– «Мать»?[48] Ты об этом думаешь?

Ее соки еще не остыли на моих щеках, а потому мой ответный взгляд был не менее вопрошающим. Потому что мысли мои в тот момент (я надеюсь) меньше всего были обращены к матери.

– Я хочу сказать, – пояснила Клер, – ты уверен, что видел Пудовкина?

Даже это не помогло. Может, «пудовкин» – что-то из области секса? Я чуть было не ответил, да, мол, я уже видел пудовкина, но тут понял, что она вернулась к разговору, прерванному некоторое время назад. Во время одной из наших коротких передышек я извиняющимся тоном сказал, что не очень-то жалую немое кино (естественно, между схватками мы говорили о кино). Вернее, говорила Клер, а я слушал.

– Но это, конечно же, не относится к русскому кино, – возразила она. – Довженко, Эйзенштейн, Пудовкин…

– Пудовкин? – Я рассеянно зацепился за последнюю фамилию. – Да, к нему у меня претензий нет. Но его фильмы такие медленные, такие тяжелые… – Вообще-то в таком духе я высказывался относительно всех немых фильмов, за исключением комедий.

И вот часа два спустя Клер вернулась к этому предмету, удерживая мою голову в неустойчивом положении на своем лобке.

– «Мать», – проинформировала она меня, – единственный фильм Пудовкина, который можно взять на прокат в Штатах. Мы его не показывали в «Классик» уже четыре года. В Музее современного искусства была плохонькая копия «Грозы над Азией», но ее с сорок восьмого года не дают. Где же ты мог видеть Пудовкина?

– Ээ-э, – сказал я, пытаясь припомнить хоть какой-нибудь русский фильм, – ну вот хотя бы эта картина про царя в прошлом месяце – «Иван Грозный».

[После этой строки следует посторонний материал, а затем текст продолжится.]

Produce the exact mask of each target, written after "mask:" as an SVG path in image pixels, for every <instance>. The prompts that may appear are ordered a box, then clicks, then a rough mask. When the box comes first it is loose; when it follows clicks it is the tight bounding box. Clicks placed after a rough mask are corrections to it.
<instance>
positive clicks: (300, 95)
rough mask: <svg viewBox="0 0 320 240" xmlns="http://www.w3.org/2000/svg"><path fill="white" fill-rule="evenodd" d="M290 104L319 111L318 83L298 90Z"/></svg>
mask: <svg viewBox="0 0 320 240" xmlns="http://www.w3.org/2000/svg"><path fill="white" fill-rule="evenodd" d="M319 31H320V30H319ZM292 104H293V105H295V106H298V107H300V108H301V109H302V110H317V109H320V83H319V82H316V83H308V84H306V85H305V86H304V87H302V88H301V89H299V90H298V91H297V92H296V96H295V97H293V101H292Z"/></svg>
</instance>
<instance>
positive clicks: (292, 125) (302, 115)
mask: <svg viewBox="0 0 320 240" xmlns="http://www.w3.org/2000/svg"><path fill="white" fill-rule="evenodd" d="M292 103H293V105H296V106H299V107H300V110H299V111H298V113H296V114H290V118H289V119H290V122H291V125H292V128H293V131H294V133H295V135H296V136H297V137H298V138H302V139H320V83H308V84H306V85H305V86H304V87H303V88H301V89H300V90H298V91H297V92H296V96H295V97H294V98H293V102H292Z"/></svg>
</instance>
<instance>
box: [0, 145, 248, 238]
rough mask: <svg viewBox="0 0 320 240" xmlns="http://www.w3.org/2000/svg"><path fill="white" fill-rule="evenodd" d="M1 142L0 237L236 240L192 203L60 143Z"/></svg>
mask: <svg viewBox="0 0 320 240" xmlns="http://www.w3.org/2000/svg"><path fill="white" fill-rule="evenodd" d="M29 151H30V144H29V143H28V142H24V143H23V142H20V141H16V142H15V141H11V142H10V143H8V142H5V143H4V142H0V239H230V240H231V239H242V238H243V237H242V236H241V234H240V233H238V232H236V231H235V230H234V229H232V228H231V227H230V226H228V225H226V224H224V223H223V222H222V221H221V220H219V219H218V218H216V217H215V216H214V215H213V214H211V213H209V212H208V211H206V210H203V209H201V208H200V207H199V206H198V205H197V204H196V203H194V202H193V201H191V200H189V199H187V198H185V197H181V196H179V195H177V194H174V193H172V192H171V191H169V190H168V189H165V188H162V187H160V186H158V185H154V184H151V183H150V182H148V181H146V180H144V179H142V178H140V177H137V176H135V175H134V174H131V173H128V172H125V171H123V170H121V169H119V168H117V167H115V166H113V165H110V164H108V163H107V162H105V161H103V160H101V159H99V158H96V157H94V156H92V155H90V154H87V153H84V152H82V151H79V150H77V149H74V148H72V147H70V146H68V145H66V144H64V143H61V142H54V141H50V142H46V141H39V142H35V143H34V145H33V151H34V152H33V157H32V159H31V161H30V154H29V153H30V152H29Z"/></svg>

Ее живот под моим подбородком затрясся от смеха.

– Дурачок! Это же Эйзенштейн! – И она, повернув мою голову, возвратила меня к сладострастному занятию. – Любовничек, тебе еще многому предстоит научиться.

Неделю спустя я съехал с квартиры Джефа и Айрин и поселился у Клер. Началось мое образование.


Есть моменты, когда у нас вдруг открывается третий глаз и мы видим, что нам предстоит в жизни. Наш талант, наше призвание. Годы спустя это первое проявление наших пристрастий может представать не менее ярким, чем воспоминания о сексуальном пробуждении. В моем случае то и другое сплетаются воедино, и в центре – всегда воспоминания о Клер, любовнице и наставнице. Мы оба знали, что наши отношения обречены. Те годы, что мы провели вместе, были эротическим пиршеством. Клер никогда не скрывала, что холит и лелеет меня для удовлетворения собственных эгоистических интересов, и никогда не требовала от меня признания, будто она для меня – нечто большее, чем мальчишеская сексуальная фантазия во плоти. Конечно же, она была для меня чем-то большим. Но кем бы она ни была, я понимал, что не должен говорить о наших отношениях как о «любви» – это слово применительно к себе она изгнала из своего лексикона. У Клер имелся некий защитный цинизм, диктовавший грубоватый стиль, – эмоциональную занозистость, безжалостные столкновения идей. Для нее честность между мужчиной и женщиной была разновидностью боевых искусств, умением наносить и принимать удары без жалоб. Я покорно принял множество ударов такого рода – сногсшибательные критические выпады, оскорбления, эмоциональные уколы. Больно – но больнее всего был ее запрет на нежность. Мне иногда так хотелось признаться Клер в своих настоящих чувствах. И все же, хотя мне и не позволялось говорить об этом (а если бы и позволялось, то я бы сделал это с неловкостью, которую она так презирала), я не был настолько уж зеленым и понимал: между нами происходит что-то редкое и чрезвычайно драгоценное – бракосочетание разума и тела.